A young black man ventures to white suburbia to meet his girlfriend's parents but soon realizes he better Get Out in the first feature film from director Jordan Peele of comedic duo Key & Peele. (He also wrote the script.) The satirical horror film with its fair share of funny moments currently has a rare 100% rating on Rotten Tomatoes. Critics explain why:

  • It takes "a promising idea—a black man's fear as he walks at night down a street in an affluent white suburb" and "delivers on that promise with explosive brilliance," writes Joe Morgenstern at the Wall Street Journal. "It's creepy, funny and scary—truly scary" and "the horrors of racism lurk in every gleefully lurid frame," adds Morgenstern, who was left wondering how Peele showed "such confident technique" in his directing debut.
  • The main character, Chris, played by Daniel Kaluuya, comes to recognize the "uncanny subservience of the only other black people he encounters" during his weekend away in this "instant comedy-horror classic about the hilarious nightmare that is existing while black," Aisha Harris writes at Slate.

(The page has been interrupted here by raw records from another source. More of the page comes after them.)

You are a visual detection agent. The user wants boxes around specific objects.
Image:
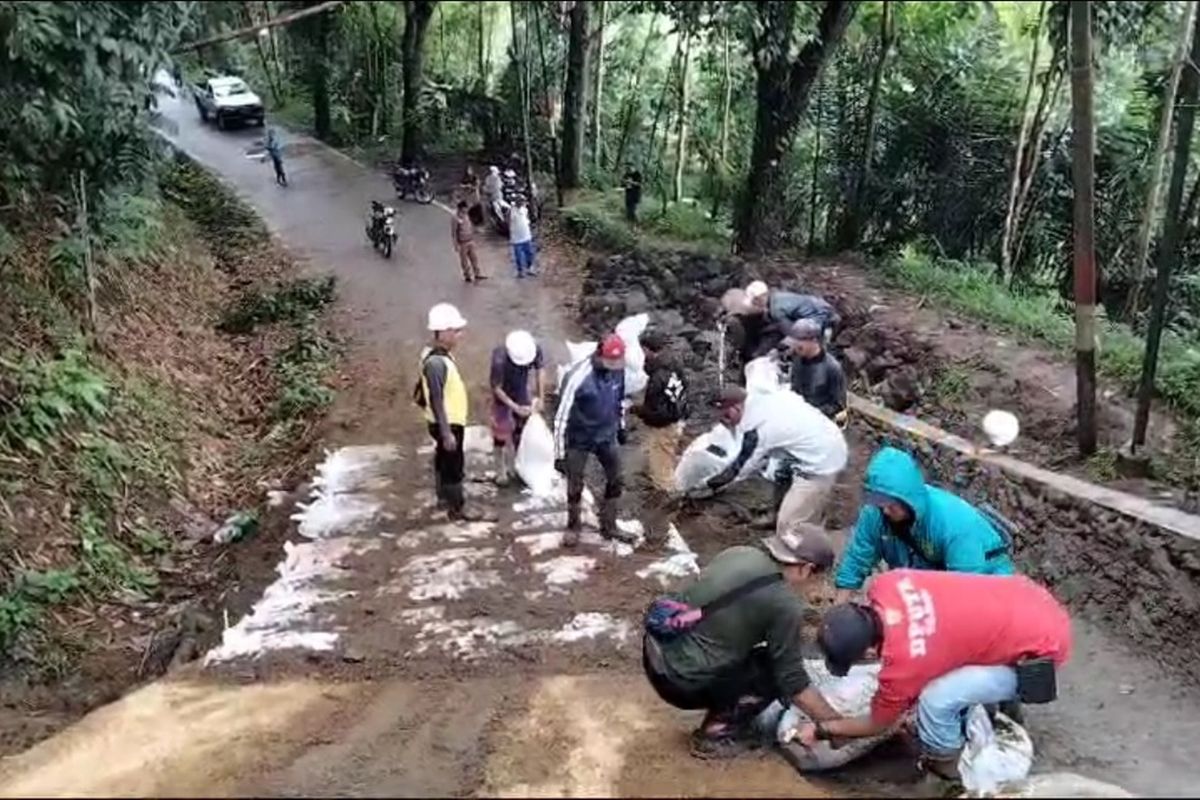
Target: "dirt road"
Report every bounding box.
[0,81,1200,796]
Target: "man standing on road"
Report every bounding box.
[706,386,848,534]
[491,331,545,486]
[554,333,635,547]
[834,447,1014,602]
[798,570,1072,780]
[509,194,538,278]
[450,200,487,283]
[622,166,642,225]
[642,525,839,758]
[265,127,288,186]
[781,319,846,423]
[414,302,482,521]
[635,331,688,493]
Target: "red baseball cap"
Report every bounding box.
[600,333,625,359]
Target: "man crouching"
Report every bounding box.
[642,524,839,758]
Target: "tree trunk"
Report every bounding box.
[475,2,487,88]
[721,25,733,164]
[1009,70,1066,283]
[1132,2,1200,451]
[400,0,437,162]
[1000,0,1048,276]
[438,6,450,76]
[592,2,608,170]
[308,8,334,142]
[736,0,858,253]
[1069,0,1097,456]
[612,13,659,175]
[838,2,893,249]
[805,76,824,255]
[559,0,592,192]
[534,6,565,207]
[1126,0,1196,319]
[671,30,691,203]
[709,24,733,222]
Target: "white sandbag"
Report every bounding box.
[745,355,784,393]
[554,314,650,397]
[514,414,556,497]
[959,705,1033,798]
[756,658,895,772]
[554,342,596,392]
[674,425,742,493]
[616,314,650,397]
[991,772,1138,798]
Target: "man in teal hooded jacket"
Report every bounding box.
[834,447,1015,597]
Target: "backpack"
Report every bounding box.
[413,350,445,409]
[642,572,784,642]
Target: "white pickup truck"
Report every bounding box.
[192,76,263,131]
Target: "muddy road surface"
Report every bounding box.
[0,84,1200,796]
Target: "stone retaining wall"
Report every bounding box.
[851,397,1200,681]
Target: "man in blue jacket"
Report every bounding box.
[834,447,1014,602]
[554,333,635,547]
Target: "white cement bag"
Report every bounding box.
[991,772,1136,798]
[514,414,554,497]
[616,314,650,397]
[554,314,650,397]
[554,342,598,392]
[756,658,899,772]
[745,355,782,393]
[959,705,1033,798]
[674,425,742,494]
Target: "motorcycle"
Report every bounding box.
[367,201,400,258]
[391,167,433,205]
[487,169,541,236]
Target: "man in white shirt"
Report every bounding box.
[707,386,848,535]
[509,194,536,278]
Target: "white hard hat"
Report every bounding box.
[430,302,467,331]
[983,409,1021,447]
[746,281,767,300]
[721,289,751,314]
[504,331,538,367]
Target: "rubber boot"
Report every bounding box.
[492,447,510,488]
[563,503,583,547]
[600,498,637,545]
[918,751,962,783]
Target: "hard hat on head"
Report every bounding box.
[600,333,625,359]
[428,302,467,332]
[504,331,538,367]
[721,289,750,314]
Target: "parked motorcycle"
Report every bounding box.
[487,169,541,236]
[367,200,400,258]
[391,167,433,205]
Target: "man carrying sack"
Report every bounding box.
[642,525,838,758]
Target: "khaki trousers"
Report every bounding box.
[642,422,683,492]
[775,475,834,534]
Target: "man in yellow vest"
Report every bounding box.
[416,302,482,519]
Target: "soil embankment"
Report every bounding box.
[0,161,335,752]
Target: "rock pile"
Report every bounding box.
[578,251,750,428]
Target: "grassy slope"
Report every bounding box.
[0,154,337,695]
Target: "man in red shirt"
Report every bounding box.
[798,570,1070,778]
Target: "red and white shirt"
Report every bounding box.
[866,570,1070,724]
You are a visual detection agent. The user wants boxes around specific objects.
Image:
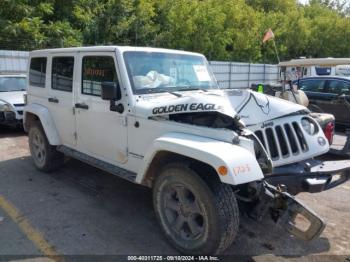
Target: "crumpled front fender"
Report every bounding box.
[136,132,264,185]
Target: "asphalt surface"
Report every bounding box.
[0,127,350,261]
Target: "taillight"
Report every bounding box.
[323,122,334,145]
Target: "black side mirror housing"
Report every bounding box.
[101,82,122,101]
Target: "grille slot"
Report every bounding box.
[255,122,309,160]
[293,122,309,152]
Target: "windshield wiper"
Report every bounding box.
[176,87,208,92]
[140,88,182,97]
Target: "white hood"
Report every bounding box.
[0,91,26,105]
[135,90,307,126]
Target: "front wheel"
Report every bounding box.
[153,164,239,255]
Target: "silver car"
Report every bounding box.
[0,75,26,126]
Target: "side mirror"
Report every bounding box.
[101,82,122,101]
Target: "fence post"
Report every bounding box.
[248,62,250,88]
[263,64,266,83]
[228,62,232,88]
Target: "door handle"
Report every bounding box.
[47,97,59,103]
[75,103,89,109]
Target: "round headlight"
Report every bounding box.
[3,104,11,112]
[301,118,318,135]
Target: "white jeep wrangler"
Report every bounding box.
[24,46,350,254]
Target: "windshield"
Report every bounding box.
[124,51,218,94]
[0,77,26,92]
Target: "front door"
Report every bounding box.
[75,52,127,164]
[47,53,77,147]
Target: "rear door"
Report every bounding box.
[47,53,77,147]
[75,52,127,164]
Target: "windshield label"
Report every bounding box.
[193,65,211,82]
[152,103,216,115]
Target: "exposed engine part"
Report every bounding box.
[169,112,243,131]
[241,182,325,241]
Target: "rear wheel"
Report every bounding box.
[28,122,64,172]
[153,164,239,254]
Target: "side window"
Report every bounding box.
[29,57,47,87]
[81,56,118,96]
[327,80,350,95]
[300,79,326,92]
[51,56,74,92]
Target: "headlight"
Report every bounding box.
[2,104,12,112]
[0,103,11,112]
[301,117,318,135]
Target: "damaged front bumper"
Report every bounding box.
[255,182,325,241]
[265,159,350,195]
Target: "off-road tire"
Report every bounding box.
[28,122,64,172]
[153,163,239,255]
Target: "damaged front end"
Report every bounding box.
[255,182,325,241]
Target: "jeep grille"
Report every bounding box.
[255,121,309,161]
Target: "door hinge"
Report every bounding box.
[119,116,128,126]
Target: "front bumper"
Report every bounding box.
[265,159,350,195]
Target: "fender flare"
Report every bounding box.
[136,132,264,185]
[23,103,61,146]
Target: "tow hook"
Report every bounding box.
[264,182,325,241]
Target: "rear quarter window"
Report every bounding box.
[51,56,74,92]
[29,57,47,88]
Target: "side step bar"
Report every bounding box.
[57,146,136,183]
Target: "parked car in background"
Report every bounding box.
[0,75,26,126]
[294,76,350,125]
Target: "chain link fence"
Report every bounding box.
[0,50,279,88]
[209,61,279,88]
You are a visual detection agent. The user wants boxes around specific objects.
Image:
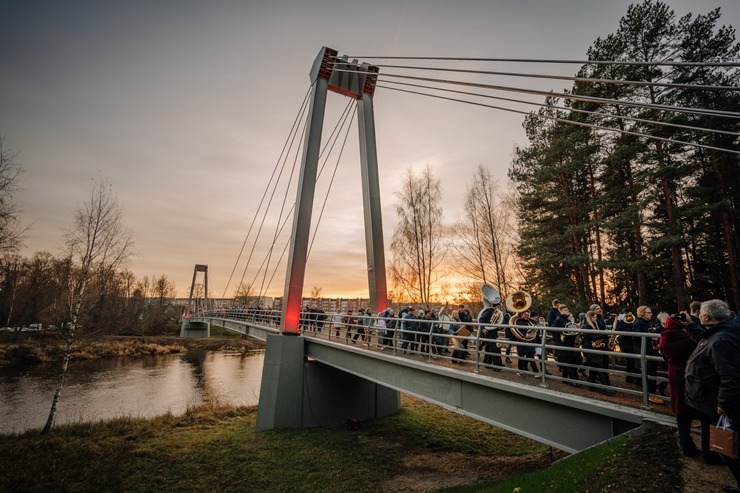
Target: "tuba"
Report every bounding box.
[506,291,537,342]
[562,322,583,347]
[476,284,504,325]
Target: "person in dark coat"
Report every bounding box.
[659,316,709,457]
[632,306,664,404]
[552,304,581,387]
[686,300,740,486]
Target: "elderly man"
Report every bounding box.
[686,300,740,493]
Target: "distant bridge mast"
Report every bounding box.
[282,47,388,335]
[186,264,208,318]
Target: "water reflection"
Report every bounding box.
[0,350,264,433]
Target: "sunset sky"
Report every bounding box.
[0,0,740,297]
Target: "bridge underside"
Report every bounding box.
[188,320,672,453]
[306,340,660,453]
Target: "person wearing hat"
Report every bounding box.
[658,314,719,463]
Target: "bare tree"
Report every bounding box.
[311,286,324,300]
[390,166,446,303]
[0,135,26,253]
[41,175,133,434]
[234,282,261,308]
[451,165,516,293]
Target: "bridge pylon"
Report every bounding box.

She won't give too much away but says the film, with inspiration from The Stepford Wives and Night of the Living Dead, is "darkly relevant."

  • It's just "so truly, madly, mercilessly entertaining, even when it makes you want to jump out of your skin," Chris Klimek writes at NPR. He agrees "it's rare to find a first-time director so fully in command of his tone," but he also commends a "top-to-bottom great" cast. Kaluuya is "especially magnetic, letting us see the grinding gearworks behind his eyes without speaking a word."
  • Peele said he wanted to make a movie he'd never seen before. "Mission accomplished," writes Peter Travers at Rolling Stone. "For a first-time director, working from his own script, Peele comes up aces … juggling horror and laughs to skewer the hypocrisies of race in America," he writes. He adds Allison Williams is "dynamite," but Kaluuya "is a star in the making."